158    À cet égard, il suffit de constater que le deuxième chef de conclusions de la requérante repose sur les mêmes arguments que ceux développés dans le cadre des deuxième et troisième moyens venant à l’appui du premier chef de conclusions, qui vise à l’annulation de la décision attaquée. Or, tant lesdits moyens que le premier chef de conclusions ayant été rejetés en l’espèce, ce chef de conclusions ne peut que, en tout état de cause, être rejeté.

159    Quant aux quatrième à sixième chefs de conclusions, par lesquels la requérante demande, premièrement, d’annuler la décision attaquée également dans sa partie pour laquelle la troisième tranche n’a pas été versée, deuxièmement, de compenser les sommes éventuellement dues avec celles jamais versées de la troisième tranche et, troisièmement, d’estimer que la requête interrompt la prescription relative à son droit au versement par la Commission de la troisième tranche, ils impliquent que soit reconnu à la requérante le droit au versement de la troisième tranche du financement par la Commission.

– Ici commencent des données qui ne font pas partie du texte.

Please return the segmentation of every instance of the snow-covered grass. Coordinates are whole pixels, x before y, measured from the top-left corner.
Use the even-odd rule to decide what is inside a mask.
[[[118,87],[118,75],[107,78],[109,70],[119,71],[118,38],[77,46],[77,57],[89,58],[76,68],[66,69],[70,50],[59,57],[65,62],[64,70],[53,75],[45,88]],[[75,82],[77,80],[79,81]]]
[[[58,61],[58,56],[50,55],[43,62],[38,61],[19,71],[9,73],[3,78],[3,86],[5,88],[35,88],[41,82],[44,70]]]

160    Or, à cet égard, il y a lieu de constater que ces chefs de conclusions ne sont appuyés par aucune argumentation. En tout état de cause, ils ne présenteraient de pertinence qu’en cas d’annulation de la décision attaquée, demandée dans le cadre du premier chef de conclusions. Dans la mesure où la demande d’annulation de la décision attaquée est rejetée en l’espèce (voir point 156 ci-dessus), doivent, également et en tout état de cause, être rejetés les quatrième à sixième chefs de conclusions.

 Sur les dépens

161    Aux termes de l’article 134, paragraphe 1, du règlement de procédure, toute partie qui succombe est condamnée aux dépens, s’il est conclu en ce sens. La requérante ayant succombé, il y a lieu de la condamner aux dépens, conformément aux conclusions de la Commission.

Par ces motifs,

LE TRIBUNAL (deuxième chambre)

déclare et arrête :

1)      Le recours est rejeté.

2)      Lito Maieftiko Gynaikologiko kai Cheirourgiko Kentro AE est condamnée aux dépens.

Tomljenović

Schalin

Škvařilová-Pelzl

Ainsi prononcé en audience publique à Luxembourg, le 20 octobre 2021.

Signatures


*      Langue de procédure : le grec.